La promesse de la CEDEAO bafouée
Le Protocole A/P1/5/79 de la CEDEAO accorde à tout citoyen de l’espace communautaire le droit de résider et de s’établir dans un autre pays membre, à condition de disposer d’une carte d’identité ou d’un passeport valide, sans exiger de visa. Cette mesure vise à favoriser l’intégration régionale, le commerce et la libre circulation des biens, des services et des capitaux.
Cependant, certains agents exigent des paiements illégaux de 500 ou 1 000 francs CFA, même lorsque les documents des passagers sont conformes. Pour des voyageurs mal préparés ou en possession de papiers expirés, ces pratiques deviennent une source d’angoisse et d’humiliation, tout en encourageant la corruption. « Le week-end dernier, lors d’un voyage aller-retour entre Lomé et Cotonou, contre une carte d’identité expirée, la police togolaise a exigé 500 F CFA pour laisser passer un voyageur entrant au Bénin. Au retour, la même scène s’est passée aux postes de contrôle du Bénin. Les agents de police exigent 1 000 F CFA pour laisser passer les voyageurs dont les pièces d’identité sont expirées et qui entrent sur le territoire togolais », constate un journaliste.

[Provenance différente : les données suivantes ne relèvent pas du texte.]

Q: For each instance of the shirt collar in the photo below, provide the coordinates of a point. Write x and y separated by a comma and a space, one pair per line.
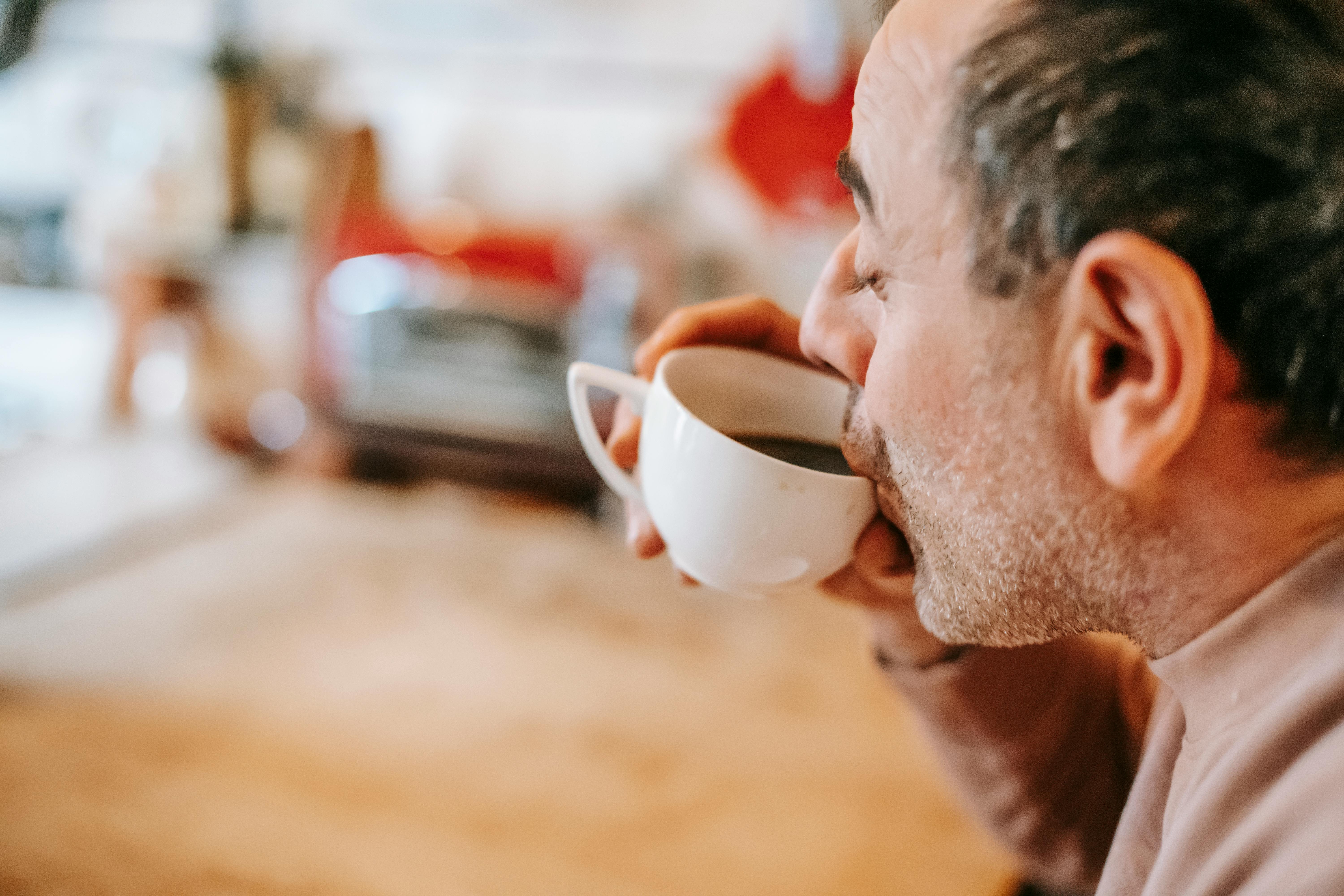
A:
1236, 668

D’après le témoignage d’un chauffeur béninois, à la frontière Hila-Condji, les agents de police ont instauré un système pour extorquer les fonds aux chauffeurs. « Habituellement, le laisser-passer a un délai déterminé pour le renouveler. Mais depuis quelque temps, à chaque passage, on prend votre laisser-passer, même sans expiration, et au retour, on vous exige le renouvellement. Or, c’est un papier qui nous coûte 5 000 F CFA. Une délégation de notre syndicat est allée saisir l’ambassade du Togo au Bénin, qui dit ne pas être au courant. On s’est approché également de certaines autorités qui disent ne pas être au courant. Parfois, certains individus font passer leur simple volonté pour satisfaire leur intérêt personnel sans l’accord des autorités compétentes. C’est triste ce qui se passe », a-t-il témoigné à notre micro.
Un risque accru pour la sécurité régionale
La multiplication des transactions informelles aux frontières rend ces points de passage plus poreux, favorisant potentiellement le trafic illicite et l’insécurité transfrontalière. Des contrôles rigoureux et une surveillance accrue sont nécessaires pour identifier et sanctionner les agents impliqués dans ces dérives.

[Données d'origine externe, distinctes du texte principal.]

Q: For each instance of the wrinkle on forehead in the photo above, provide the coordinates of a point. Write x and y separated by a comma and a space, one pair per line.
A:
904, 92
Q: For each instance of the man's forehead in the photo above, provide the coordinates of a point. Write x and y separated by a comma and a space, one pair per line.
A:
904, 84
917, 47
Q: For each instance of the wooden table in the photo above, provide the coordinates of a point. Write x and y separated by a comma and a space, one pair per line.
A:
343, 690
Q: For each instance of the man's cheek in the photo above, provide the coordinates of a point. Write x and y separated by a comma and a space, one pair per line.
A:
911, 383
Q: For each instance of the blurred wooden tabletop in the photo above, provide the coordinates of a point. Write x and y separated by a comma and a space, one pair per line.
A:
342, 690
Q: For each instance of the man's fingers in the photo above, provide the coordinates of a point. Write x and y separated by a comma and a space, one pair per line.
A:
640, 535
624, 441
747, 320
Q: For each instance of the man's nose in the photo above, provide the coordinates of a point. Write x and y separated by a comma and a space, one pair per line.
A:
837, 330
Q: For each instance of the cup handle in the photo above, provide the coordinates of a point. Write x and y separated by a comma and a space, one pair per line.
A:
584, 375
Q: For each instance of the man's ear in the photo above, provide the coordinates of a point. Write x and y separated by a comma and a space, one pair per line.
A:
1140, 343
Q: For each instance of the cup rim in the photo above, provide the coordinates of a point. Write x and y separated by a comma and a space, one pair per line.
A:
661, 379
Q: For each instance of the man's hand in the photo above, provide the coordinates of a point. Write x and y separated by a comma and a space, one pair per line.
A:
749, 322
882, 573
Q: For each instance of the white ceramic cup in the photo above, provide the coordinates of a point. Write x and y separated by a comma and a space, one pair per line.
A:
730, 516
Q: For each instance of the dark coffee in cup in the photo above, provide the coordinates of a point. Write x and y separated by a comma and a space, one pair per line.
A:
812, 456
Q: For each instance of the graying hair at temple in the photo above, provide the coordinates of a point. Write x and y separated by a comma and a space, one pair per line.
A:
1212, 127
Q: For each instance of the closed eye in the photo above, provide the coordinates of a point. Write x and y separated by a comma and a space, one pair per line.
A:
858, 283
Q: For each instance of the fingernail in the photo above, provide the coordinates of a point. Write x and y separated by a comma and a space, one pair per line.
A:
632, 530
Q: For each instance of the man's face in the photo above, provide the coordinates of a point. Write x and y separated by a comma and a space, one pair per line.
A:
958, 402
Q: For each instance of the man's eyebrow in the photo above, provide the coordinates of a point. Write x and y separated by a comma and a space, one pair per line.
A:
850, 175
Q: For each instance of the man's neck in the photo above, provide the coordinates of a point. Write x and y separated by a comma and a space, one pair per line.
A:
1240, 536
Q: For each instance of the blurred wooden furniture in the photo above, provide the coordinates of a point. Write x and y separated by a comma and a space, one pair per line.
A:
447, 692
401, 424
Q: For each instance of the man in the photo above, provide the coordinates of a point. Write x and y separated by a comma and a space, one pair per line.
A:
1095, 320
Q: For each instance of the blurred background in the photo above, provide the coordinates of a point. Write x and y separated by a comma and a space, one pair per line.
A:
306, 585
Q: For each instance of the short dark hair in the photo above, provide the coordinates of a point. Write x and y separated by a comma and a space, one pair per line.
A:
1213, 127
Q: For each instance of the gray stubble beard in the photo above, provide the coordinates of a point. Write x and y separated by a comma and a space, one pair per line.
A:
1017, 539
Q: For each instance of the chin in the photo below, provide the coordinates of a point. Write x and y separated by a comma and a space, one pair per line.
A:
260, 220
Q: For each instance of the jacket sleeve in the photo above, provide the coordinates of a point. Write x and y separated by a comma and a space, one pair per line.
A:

La libre circulation, pierre angulaire de la CEDEAO, ne pourra se concrétiser que si les autorités mettent en place des mesures dissuasives, renforcent la formation des agents et encouragent la transparence dans les postes frontaliers. Sans cela, les voyageurs continueront de subir un traitement indigne, bien loin des idéaux d’intégration régionale. Le cas du poste frontalier Bénin-Togo doit interpeller les autorités.